Para la misa dominical
Muy buenos días mi querida familia.
Estamos ya en la IV semana de Cuaresma.
Permítanme centrarme solo en el Evangelio de este día que nos narra San Lucas, que es la parábola del hijo pródigo o bien llamada del Padre misericordioso.
Permítanme primero hacer unas connotaciones de los personajes de esta parábola:
1.-Es muy interesante la forma como el evangelista nos presenta la historia de este joven rebelde que quiere liberarse de la tutela paterna y vivir su autonomía.
Después de la euforia por la recién estrenada libertad, se choca con la realidad. El sufrimiento lo lleva a reflexionar y así recompone su proyecto. Para poder empezar a escribir un nuevo capítulo de su vida, debe reconocer los errores y regresar a casa.
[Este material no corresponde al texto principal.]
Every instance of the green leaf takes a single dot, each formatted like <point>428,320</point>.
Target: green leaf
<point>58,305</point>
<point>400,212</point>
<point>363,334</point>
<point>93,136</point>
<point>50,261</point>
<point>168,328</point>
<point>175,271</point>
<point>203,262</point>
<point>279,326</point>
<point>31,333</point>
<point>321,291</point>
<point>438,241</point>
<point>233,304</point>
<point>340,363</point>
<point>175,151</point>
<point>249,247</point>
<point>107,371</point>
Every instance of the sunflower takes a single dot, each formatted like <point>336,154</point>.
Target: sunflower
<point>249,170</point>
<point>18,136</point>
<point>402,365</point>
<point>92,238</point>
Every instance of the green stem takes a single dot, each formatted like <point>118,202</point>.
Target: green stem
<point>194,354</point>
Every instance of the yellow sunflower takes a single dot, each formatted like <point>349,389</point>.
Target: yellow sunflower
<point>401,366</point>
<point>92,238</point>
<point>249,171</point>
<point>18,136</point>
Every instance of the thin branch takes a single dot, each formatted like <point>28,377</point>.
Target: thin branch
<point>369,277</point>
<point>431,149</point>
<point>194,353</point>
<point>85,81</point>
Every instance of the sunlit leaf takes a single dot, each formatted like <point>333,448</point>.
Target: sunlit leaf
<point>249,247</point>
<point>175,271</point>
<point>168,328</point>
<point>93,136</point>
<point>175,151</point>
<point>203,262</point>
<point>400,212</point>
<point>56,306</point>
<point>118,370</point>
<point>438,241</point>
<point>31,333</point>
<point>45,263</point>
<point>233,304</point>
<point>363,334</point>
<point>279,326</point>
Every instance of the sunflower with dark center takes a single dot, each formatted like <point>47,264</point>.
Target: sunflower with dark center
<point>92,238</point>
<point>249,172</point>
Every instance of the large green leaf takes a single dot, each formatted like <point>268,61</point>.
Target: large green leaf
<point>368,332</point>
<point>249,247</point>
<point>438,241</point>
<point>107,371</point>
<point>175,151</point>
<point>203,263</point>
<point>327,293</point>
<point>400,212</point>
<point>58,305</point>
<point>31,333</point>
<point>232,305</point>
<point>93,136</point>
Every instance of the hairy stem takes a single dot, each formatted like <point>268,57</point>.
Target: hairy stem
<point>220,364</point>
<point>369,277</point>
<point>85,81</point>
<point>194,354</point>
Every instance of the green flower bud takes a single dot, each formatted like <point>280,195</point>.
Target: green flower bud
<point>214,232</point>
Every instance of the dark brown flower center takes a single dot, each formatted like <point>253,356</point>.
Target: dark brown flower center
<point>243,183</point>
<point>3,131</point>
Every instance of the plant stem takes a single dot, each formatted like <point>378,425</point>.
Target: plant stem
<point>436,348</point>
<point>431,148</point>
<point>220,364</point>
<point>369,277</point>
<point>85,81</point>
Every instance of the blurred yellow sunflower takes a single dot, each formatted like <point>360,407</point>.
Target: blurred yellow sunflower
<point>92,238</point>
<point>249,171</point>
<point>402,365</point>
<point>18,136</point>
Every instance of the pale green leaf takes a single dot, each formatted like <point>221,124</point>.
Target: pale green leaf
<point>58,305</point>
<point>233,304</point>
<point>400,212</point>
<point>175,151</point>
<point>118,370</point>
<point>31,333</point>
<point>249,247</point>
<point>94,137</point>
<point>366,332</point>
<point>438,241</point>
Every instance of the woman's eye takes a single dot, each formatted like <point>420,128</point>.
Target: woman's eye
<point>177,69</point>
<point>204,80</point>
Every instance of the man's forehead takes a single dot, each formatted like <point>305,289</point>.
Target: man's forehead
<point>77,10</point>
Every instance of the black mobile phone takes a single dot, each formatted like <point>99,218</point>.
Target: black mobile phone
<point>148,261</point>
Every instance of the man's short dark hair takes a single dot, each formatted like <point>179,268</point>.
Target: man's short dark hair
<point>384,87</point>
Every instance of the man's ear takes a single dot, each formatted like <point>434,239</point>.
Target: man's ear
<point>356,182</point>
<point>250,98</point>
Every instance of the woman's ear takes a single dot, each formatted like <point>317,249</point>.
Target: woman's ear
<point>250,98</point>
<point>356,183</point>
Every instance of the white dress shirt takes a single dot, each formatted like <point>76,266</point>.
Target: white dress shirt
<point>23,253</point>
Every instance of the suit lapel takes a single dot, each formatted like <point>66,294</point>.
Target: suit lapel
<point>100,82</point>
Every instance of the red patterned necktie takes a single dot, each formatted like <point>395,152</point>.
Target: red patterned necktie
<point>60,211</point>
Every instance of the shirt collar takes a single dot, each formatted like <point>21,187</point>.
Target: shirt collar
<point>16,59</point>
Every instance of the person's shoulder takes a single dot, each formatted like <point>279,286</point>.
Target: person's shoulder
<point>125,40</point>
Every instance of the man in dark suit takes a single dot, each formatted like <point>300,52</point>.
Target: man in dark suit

2.-Es enternecedora la imagen del padre de la parábola, que ha respetado la libre decisión de su hijo. Todos los días sale a esperar su regreso. Su amor de padre está por encima de los resentimientos; cuando el hijo regresa, no le lee un pliego de cargos, sino que lo abraza y lo besa.
3.-El evangelista nos describe con precisión los sentimientos de envidia que envenenan al hermano mayor que es incapaz de alegrarse, de acoger y de mirar hacia adelante.
Entrando ya a la nuestra vida, evangelio nos ayuda a comprender quién es verdaderamente Dios: es el Padre misericordioso que en Jesús nos ama sin medida. Los errores que cometemos, aunque sean grandes, no menoscaban la fidelidad de su amor.
Dios no nos olvida, el Padre no nos abandona jamás. Pero es un Padre paciente, nos espera siempre. Respeta nuestra libertad, pero permanece siempre fiel. Su corazón está de fiesta por cada hijo que regresa. Dios tiene esta alegría, cuando uno de nosotros, pecadores, va a Él y pide su perdón.
En el sacramento de la Confesión podemos recomenzar siempre de nuevo con la vida: él nos acoge, nos devuelve la dignidad de hijos suyos. Por tanto, redescubramos este sacramento del perdón, que hace brotar la alegría en un corazón que renace a la vida verdadera.
Dejemos la envidia y alegrémonos por el hermano que vuelve. Seamos esos rostros de la misericordia del Padre.